Unfortunately, my current obsession with man styled sweaters and casually tousled pony tails isn't purely born of a desire to channel Lauren Hutton. It's freaky weather not fashion that's dictating my attire. Fierce winds have been battering the boats moored outside and threatening to whisk away the brave walkers striding across the foreshore. Despite the walkers making concessions to the wind by walking a hundred metres inland and off the footpath, they're still looking pretty vulnerable.
I've been inside all day but the banshee howls from outside have somehow wreaked havoc on my hair and have had me reaching for this old sweater of my brother's just in case the winds tear the roof off the house. I know I'm being dramatic. If I'd squeezed the Parlux into my luggage, my hair would be fine. But can you blame me? The weather's been carrying on like the competitors on The Bachelor for the better part of the last week and a half?
You need sustenance to survive when the elements are playing hard ball and I've been spoiled in that department by my aunties in Perth. Not a day has gone by without someone dropping by with a care package of their special dish and a half hour of high jinks with Baby SSG. Baby SSG, like so many babies of his age, seems to have this sixth sense for knowing which arms that reach for him have had the benefit of caring for countless other babies before him. He squeals and grins the moment he gets swooped up and giggles with vigour when sedate looking ladies suddenly whoosh him up in the air.
I've just had a large bowl of home made achar for lunch. For those of you not familiar with achar, it's a group of Asian pickled salads. The Malaysian version has a dressing that's chilli based with a generous sprinkling of crushed peanuts. The version I've just eaten involved lemon and lime juices rather than straight vinegar in the pickling process which gave the achar a zesty and light taste.
For afternoon tea, I've got my eye on another piece of this home made Indonesian layer cake that's also by popular with the Malaysian Chinese. I'm convincing myself that a daily slice of this cake is the best way to get my egg intake up.
To repay the kindess of the aunties and their home cooking, I've been whipping up batches of banana bread. The version I've been making is based on this recipe. There is no bicarb in this version and for that reason the loaf doesn't have that slightly bitter taste you sometimes get with store bought versions.
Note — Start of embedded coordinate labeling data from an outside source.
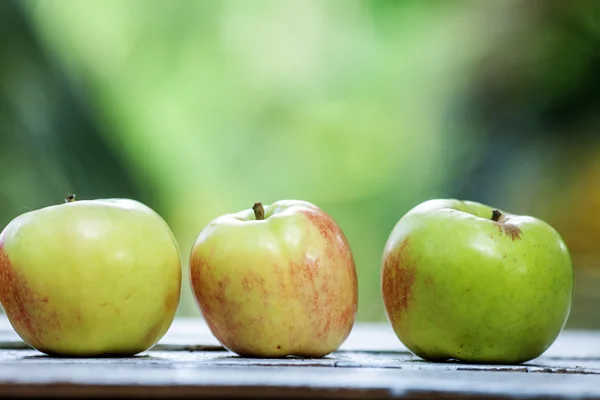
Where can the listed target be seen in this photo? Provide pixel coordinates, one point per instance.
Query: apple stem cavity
(496, 215)
(259, 211)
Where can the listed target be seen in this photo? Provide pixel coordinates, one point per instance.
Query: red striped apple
(90, 277)
(275, 281)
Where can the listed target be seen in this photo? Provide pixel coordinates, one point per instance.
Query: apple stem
(259, 211)
(496, 215)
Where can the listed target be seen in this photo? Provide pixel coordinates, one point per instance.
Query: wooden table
(372, 363)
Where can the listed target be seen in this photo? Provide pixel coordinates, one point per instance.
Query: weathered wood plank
(179, 380)
(372, 363)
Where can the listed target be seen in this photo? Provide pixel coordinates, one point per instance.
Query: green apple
(275, 281)
(464, 281)
(90, 277)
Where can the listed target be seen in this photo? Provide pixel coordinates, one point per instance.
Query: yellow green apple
(90, 277)
(465, 281)
(275, 280)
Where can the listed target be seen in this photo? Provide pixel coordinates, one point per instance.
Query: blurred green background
(365, 108)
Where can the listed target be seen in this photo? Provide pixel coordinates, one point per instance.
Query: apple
(90, 278)
(461, 280)
(275, 280)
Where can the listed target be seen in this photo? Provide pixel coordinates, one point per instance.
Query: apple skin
(458, 285)
(90, 277)
(285, 285)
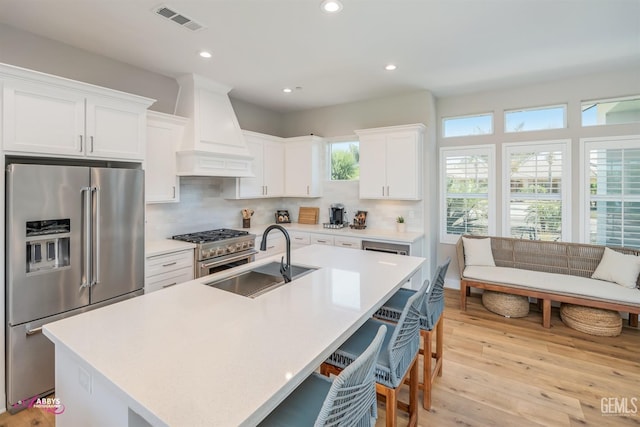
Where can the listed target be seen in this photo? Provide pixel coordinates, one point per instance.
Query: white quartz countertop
(194, 355)
(165, 246)
(367, 233)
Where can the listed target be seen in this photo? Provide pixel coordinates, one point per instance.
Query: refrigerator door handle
(87, 237)
(34, 331)
(96, 277)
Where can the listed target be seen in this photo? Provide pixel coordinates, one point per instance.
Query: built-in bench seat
(549, 271)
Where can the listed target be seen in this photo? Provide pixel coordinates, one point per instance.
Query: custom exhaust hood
(213, 144)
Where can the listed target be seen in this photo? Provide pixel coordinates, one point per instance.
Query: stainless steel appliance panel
(27, 374)
(118, 232)
(37, 193)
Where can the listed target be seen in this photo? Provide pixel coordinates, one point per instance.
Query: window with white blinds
(536, 195)
(611, 184)
(467, 195)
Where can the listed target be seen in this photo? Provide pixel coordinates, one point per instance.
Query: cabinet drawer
(321, 239)
(348, 242)
(169, 262)
(167, 279)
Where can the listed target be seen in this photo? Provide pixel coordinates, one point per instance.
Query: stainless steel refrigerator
(74, 242)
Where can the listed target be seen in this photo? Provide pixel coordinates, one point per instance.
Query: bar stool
(396, 362)
(431, 320)
(350, 399)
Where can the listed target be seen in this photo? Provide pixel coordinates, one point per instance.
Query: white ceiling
(261, 46)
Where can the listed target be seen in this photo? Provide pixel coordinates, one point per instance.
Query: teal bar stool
(396, 362)
(348, 400)
(431, 320)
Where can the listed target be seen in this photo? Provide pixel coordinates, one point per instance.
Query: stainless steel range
(220, 249)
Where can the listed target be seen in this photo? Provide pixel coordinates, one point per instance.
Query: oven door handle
(228, 260)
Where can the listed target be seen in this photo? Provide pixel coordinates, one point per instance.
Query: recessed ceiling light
(331, 6)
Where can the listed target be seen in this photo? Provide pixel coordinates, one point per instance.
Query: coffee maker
(337, 214)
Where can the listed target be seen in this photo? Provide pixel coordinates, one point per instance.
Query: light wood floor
(511, 372)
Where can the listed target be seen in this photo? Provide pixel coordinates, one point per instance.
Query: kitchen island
(194, 355)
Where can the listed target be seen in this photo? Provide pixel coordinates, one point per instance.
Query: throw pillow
(618, 268)
(478, 252)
You can't go wrong with a melt and mix cake recipe. One pan, a stove and a wooden spoon are all you need and the cakes made with this method are invariably moist, rise as they should and keep very well. It's as easy as going down to the shops and buying some off the shelf.
I add a teaspoon of cinnamon to my banana bread and use wholemeal SR flour to give the loaf a darker colour. I've read somewhere that using coffee as part of the liquid component of the batter also does great things to the bread's flavour. Coffee and banana bread are a winning combination in my book so I will give this a try next time.
Are you a fan of the melt and mix method? Any favourite melt and mix recipes?